At each of these stages, we don’t abandon the maturing industries. We still need food and manufactured goods, and it would be foolish to become completely dependent on foreign supplies for either. In the event of a real shooting war we couldn’t book enough conference rooms to protect ourselves from a determined adversary. But, as we’ve seen, we are well able to feed ourselves, and we have an extremely robust manufacturing economy. In fact, had we tried to freeze in place either family farms or employee-intensive factories, we would probably have a far worse defense capability because we would have less domestic agricultural output and antiquated factories.
Which new sectors will actually be productive, and how they will ultimately develop, is highly unpredictable. This is why the free play of markets with limited intrusion by the government is so essential. Almost all industrial policy ends up protecting existing institutions: This is a function of human nature and is not fixable with clever program design. In practice, industrial policy normally means maintaining jobs that a ruthless market would eliminate, and subsidizing technological developments that can be exploited by existing large firms. But these are rarely the sources of new high-wage jobs. Ironically, these attempts to protect ourselves end up creating a sclerotic economy that in the long run puts everyone at greater risk.

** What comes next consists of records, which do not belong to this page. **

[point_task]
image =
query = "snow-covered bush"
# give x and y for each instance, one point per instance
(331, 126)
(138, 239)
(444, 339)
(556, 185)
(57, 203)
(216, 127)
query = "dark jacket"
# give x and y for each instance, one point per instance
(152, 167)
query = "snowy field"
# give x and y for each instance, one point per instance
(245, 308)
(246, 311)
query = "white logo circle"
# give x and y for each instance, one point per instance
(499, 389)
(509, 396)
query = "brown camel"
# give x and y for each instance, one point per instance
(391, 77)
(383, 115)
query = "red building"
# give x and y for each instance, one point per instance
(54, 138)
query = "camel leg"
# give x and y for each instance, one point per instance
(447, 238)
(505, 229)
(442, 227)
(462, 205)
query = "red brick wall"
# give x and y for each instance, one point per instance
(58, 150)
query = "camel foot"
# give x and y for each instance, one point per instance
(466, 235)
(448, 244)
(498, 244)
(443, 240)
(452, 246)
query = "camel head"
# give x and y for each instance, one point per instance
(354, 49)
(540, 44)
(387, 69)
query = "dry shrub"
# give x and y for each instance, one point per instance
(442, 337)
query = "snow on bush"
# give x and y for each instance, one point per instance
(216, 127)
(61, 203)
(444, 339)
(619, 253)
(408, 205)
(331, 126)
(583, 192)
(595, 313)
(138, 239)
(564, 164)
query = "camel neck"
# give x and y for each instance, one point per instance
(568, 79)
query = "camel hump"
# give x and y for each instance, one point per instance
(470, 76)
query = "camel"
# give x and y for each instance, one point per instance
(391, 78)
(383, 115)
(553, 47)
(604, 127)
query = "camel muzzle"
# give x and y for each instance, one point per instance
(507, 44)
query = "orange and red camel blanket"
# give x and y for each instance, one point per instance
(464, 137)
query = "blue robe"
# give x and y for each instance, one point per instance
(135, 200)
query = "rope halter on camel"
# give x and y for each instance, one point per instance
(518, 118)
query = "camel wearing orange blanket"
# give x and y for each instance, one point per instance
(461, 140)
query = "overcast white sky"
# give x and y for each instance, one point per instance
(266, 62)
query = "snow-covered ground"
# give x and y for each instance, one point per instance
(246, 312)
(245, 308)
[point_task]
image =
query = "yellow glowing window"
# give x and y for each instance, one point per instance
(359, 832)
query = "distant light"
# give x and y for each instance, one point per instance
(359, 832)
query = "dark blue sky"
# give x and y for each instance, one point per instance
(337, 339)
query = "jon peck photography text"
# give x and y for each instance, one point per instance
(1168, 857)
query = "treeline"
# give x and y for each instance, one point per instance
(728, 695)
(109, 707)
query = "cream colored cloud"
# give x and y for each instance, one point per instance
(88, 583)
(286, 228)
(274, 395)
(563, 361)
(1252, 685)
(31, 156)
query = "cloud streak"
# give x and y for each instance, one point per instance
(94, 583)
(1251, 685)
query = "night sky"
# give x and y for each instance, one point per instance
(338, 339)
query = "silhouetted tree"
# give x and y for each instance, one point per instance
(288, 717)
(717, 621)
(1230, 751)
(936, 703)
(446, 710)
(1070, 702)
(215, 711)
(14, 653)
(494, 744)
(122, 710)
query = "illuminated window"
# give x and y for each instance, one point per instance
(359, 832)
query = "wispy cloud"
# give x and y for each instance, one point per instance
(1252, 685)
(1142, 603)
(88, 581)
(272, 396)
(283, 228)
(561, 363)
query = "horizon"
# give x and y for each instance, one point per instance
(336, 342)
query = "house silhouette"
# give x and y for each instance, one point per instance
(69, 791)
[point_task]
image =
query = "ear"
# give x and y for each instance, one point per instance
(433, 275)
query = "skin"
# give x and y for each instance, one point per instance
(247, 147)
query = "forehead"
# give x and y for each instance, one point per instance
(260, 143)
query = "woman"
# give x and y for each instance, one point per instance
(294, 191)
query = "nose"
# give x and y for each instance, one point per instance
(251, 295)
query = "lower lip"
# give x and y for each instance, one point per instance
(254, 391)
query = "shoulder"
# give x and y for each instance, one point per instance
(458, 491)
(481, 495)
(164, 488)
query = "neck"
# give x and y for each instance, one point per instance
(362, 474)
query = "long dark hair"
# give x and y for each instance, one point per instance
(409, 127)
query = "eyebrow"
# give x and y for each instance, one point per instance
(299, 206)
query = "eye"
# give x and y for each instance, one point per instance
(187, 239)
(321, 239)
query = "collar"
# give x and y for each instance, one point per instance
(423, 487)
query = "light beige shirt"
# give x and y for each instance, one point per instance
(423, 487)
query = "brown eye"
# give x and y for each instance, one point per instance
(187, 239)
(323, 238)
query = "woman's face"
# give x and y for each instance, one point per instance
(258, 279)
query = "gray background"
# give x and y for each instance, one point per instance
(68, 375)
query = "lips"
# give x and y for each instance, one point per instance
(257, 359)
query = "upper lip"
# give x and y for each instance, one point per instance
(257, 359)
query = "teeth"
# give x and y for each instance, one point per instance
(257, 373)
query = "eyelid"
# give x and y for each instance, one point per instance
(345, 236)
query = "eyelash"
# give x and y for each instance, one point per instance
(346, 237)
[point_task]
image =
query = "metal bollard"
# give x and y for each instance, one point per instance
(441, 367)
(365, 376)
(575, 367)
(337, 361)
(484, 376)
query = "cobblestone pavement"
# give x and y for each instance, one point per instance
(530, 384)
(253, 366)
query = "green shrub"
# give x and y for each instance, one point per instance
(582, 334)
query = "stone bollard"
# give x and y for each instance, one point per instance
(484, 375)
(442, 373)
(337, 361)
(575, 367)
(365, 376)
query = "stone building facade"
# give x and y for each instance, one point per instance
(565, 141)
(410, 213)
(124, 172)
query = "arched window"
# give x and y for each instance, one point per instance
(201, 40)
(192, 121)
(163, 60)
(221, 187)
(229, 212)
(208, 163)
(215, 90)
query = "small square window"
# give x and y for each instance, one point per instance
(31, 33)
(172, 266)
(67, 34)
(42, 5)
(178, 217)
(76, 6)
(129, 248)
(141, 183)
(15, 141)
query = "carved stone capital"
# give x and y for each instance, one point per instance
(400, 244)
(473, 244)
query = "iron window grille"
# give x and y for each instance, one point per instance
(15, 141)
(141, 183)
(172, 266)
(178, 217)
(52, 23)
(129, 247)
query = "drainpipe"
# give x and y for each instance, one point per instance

This ever-increasing requirement for abstract-reasoning capabilities is why the terrible performance of American students, as compared with international competitors, is so worrisome. While the culture is a significant source of this problem, we need better schools. . . Our progress in improving the quality of this model has stalled.Opining last year, USAToday agreed:
We need a new vision for schools that looks a lot more like Silicon Valley than like Detroit: decentralized, entrepreneurial, and flexible. This will not mean abandoning traditional, disciplined learning, but rather incorporating it as a baseline and doing other things as well.
The only real answer to the problem of declining employment in manufacturing lies in educating younger workers and retraining older ones. This is, to be sure, a big challenge and a tough sell politically. American schools continue to underperform, particularly in technical knowledge.
Smarter and more tailored schooling might increase competitiveness and add jobs. Ironically, the biggest obstacle to education reform are unions themselves--the teachers unions. Now, that's a cat-fight I'd enjoy watching.
Carpe Diem updates the numbers and cites an AP story:
The U.S. by far remains the world's leading manufacturer by value of goods produced. It hit a record $1.6 trillion in 2007 -- nearly double the $811 billion in 1987. For every $1 of value produced in China's factories, America generates $2.50.